CHAMPAGNEUR, ÉTIENNE, frère enseignant et prêtre catholique, né le 8 août 1808 au village de Recoules, Aveyron, France, décédé le 18 janvier 1882 à Camonil-sous-Rodez, France ; en 1905, ses restes seront ramenés à Joliette, Québec, où il sera inhumé solennellement l’année suivante.

On ignore à peu près tout de la famille d’Étienne Champagneur qui devait appartenir au groupe des cultivateurs propriétaires. Chose certaine, il réussit bien les études devant le conduire au sacerdoce mais quitta le grand séminaire pour se faire instituteur laïque, profession qu’il exerça pendant six ans. Une personnalité craintive, scrupuleuse et « renfrognée » mais désireuse de se mettre en valeur par la pratique de l’ascèse et l’exercice du pouvoir explique sans doute ses nombreuses hésitations. Entré au noviciat des Clercs de Saint-Viateur à Vourles, Rhône, France, en décembre 1844, Champagneur interrompt son séjour à deux reprises pour régler des affaires familiales et pour entrer à la Trappe qui ne cessera pas de l’attirer mais où il ne demeura que de six à huit semaines. En janvier 1847, il prononce ses premiers vœux et, en avril, à la suite d’une visite de Mgr Ignace Bourget qui désire que les Clercs de Saint-Viateur s’implantent au Canada, il est chargé de cette mission. On lui adjoint deux autres frères enseignants, Augustin Fayard et Louis Chrétien.

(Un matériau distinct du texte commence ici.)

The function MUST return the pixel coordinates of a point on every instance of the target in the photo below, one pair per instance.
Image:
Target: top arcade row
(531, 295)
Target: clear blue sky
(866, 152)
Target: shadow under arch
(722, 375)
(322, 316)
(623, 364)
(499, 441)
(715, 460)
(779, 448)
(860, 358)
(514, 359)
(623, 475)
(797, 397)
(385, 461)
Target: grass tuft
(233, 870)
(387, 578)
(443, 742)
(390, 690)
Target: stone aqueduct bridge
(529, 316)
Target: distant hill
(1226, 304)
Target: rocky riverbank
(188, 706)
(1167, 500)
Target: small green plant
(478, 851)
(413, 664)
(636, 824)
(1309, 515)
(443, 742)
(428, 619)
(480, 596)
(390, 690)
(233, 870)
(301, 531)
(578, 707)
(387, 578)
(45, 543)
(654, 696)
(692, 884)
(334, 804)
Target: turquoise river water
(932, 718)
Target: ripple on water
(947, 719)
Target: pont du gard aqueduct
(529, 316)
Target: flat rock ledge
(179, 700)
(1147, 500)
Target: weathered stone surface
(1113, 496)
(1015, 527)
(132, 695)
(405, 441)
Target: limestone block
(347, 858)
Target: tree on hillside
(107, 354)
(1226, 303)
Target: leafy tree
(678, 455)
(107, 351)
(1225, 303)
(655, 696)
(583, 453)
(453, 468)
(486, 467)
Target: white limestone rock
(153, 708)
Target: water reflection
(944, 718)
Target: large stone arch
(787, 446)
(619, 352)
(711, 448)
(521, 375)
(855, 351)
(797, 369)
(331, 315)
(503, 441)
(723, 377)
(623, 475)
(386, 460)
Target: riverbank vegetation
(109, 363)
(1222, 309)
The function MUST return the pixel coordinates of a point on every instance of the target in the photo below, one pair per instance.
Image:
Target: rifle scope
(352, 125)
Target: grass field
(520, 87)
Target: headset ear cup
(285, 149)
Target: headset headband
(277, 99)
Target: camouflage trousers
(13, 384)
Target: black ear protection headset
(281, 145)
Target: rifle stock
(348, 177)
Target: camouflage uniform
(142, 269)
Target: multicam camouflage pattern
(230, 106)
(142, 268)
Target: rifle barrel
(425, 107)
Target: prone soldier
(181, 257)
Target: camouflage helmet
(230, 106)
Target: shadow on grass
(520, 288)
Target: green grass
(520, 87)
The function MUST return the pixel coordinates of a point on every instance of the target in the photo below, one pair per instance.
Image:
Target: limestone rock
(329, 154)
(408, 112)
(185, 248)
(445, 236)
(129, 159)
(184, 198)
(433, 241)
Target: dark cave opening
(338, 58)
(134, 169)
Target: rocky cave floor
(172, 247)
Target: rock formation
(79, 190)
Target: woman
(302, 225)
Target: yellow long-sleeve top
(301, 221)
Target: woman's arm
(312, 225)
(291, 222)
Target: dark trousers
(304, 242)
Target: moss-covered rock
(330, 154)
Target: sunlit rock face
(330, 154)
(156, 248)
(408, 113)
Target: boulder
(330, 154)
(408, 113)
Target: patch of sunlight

Arrivés à Montréal à la fin de mai avec Mgr Bourget, les premiers clercs de Saint-Viateur au Canada sont immédiatement dirigés vers le village d’Industrie (Joliette) où ils prennent la direction de l’école paroissiale et d’un collège qui avait ouvert ses portes l’année précédente grâce aux efforts conjugués du curé Antoine Manseau* et de l’entrepreneur Barthélemy Joliette*. Le collège de Joliette prétendait innover en matière d’éducation : il devait former un homme nouveau à partir d’un programme d’études de cinq ans axé sur les disciplines scientifiques et industrielles, les arts libéraux et les langues modernes, le français et l’anglais.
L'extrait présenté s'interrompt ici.